Possibly true, I am not sure.
Ok fine, but then you might just be inventing a new meaning for the term "conscious" which bares no essential relationship to the ordinary subjectively understood usage.
If you insist on appealing to the "ordinary subjective understood usage" of the term "consciousness" you have lost your case before you have even started. Ask a random sample of persons whether "chairs are conscious" matches their subjectively understood usage of the term "conscious", and the result will be desastrous.
I reckon that for instance if the word "consicous" is to be categorically defined as such and such brain activity it would have to be shown that "consciousness if and only if such and such brain activity" is true.
No, it wouldn´t have to be shown. It would simply follow from the definition.
IOW I think that the statements "there is consciousness" and "there is such and such brain activity" would have to be
materially equivalent. We could then say "A: if consciousnss then such and such brain activity
AND B: if such and such brain activity then consciousness" (which conjunctive proposition is just another way of stating material equivalence). However although I might accept B I cannot accept A.
I would assume B and don´t see how A follows logically (unless you employ a fallacious reverse conclusion).
Merely defining consciousness as necessarily involving brain activity doesn't help, just as defining a tree as necessarily having leaves doesn't help (because as we all know there may be a tree without leaves).
If I define "tree" as something that necessarily has leaves then something without leaves is not a "tree". That would be a practically useful (albeit unusual) definition.
"We all know there may be trees without leaves" merely appeals to an equally rigorous (albeit more common) definition.
Since this distinction is more common and does not define "trees" into obscurity (it gives clear criteria how to distinguish trees from not-trees in the given definition) I have no problem using the term in this definition.
Ok like I said you can stipulate a new meaning for the term, but don't try and conflate it with the original meaning unless you can show them to be identical or interchangable without a change in denotation.
That´s exactly why I neither see much use in establishing this definition that includes apples into the group of conscious entities: This definition would be contrary to the intuitive meaning that everyone "knows" (as you call an agreement on semantics): Apples aren´t conscious.
However, the idea that consciousness depends on there being a brain can matches exactly any traditional and/or commonly accepted connotation, denotation and implication of the term "conscious". This definition does not stipulate
a new meaning, it simply summarizes the intuitive and broadly subjectively understood meaning of the term.
Unadvertantly, though, you have shot your own foot here:
Your idea that quarks, chairs, apples may be conscious,
albeit in a completely different understanding of consciousness than we have now, rests squarely on the very approach you are criticizing here so vehemently.
If you are going to say "I have not invented a new term, but elucidated on the original meaning of "consciousness" by means of science" you have to show that tese "definitions" you give actually have an essential relationship to subjectively apprehended awareness.
As I have said above, your appeal to subjectivity and intuitivity is damaging your own cause rather than mine.
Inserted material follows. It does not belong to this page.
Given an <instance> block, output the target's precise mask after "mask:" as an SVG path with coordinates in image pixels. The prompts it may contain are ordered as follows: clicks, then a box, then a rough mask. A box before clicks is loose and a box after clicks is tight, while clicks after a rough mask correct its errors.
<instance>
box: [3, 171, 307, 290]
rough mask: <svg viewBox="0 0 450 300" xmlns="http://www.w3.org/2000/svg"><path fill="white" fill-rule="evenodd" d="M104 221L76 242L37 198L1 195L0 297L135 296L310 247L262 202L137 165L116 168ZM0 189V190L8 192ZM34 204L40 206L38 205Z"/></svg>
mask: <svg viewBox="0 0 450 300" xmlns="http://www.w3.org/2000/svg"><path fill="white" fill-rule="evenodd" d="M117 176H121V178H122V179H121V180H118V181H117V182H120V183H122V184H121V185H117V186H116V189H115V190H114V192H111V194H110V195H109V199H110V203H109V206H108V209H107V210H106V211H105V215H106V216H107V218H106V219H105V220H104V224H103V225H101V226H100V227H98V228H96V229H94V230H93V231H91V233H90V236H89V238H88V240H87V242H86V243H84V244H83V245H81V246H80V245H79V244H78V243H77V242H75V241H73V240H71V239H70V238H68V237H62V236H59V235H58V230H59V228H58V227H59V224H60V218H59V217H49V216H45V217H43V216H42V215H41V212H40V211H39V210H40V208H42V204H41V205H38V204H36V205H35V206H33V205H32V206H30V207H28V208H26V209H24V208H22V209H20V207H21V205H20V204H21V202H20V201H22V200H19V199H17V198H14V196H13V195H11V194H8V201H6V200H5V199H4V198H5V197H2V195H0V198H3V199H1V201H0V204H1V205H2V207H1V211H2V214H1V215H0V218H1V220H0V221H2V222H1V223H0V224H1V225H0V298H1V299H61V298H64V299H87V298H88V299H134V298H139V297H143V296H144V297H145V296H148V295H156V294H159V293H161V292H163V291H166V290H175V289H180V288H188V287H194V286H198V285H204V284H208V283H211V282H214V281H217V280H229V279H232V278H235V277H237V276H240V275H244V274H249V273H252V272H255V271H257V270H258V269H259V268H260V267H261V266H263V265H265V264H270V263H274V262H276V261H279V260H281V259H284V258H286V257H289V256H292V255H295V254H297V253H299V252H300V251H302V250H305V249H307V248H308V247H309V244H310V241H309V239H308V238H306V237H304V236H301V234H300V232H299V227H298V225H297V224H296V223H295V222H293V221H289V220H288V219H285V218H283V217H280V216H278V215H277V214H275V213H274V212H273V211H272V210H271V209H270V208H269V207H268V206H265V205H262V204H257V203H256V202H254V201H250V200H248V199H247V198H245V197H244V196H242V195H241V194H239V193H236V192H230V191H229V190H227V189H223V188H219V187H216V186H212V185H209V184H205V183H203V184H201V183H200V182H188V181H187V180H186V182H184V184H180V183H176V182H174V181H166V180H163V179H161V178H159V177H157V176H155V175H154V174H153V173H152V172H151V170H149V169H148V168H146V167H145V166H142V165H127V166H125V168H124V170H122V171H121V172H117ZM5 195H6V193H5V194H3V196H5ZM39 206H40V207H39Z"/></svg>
Ask some randomly picked persons whether they consider apples to be conscious, capable of love and emotions, and you will get 99% "No, that´s absurd" (or something to that effect) for a response.
What I mean is that your definition of consicousness may involve physical states that are not conscious in the ordinary sense of the word, or there may be consicous states that are not covered by your "definition".
Well, since I have given a clear definition for "conscious states", there can´t be any "conscious states" that are not covered by this definition. That´s how language works.
I can (I suppose) "define" consciousness as the wave function of an electron if I like, or any object with a mass above 15 grams, and that would give me a "testable definition". Great! If I have my physics right I can test for mass with weighing scales, sure. Does that mean I have understood what consciousness (in the ordinary sense) is by defining it as mass over 15 grams? No.
At any rate, you have at least given a definition that allows for a meaningful discussion based on your definition. That´s far more than you have done so far. The claim that there may be consciousness of a kind that is completely different from what our current "understanding of consciousness" neither allows for such a meaningful discussion,
nor does it accept the "consciousness (in the ordinary sense) - au contraire, it postulates "consciousness" to go beyond that which it is understood as in the ordinary sense.
Well if there is no testing for the original term, how does "redefining the term materially" actually do anything constructive, except perhaps to inadvertantly change the subject without realising and give everyone illusory relief?
It helps meaningful conversation, whereas your approach establishes obscurantism as a virtue.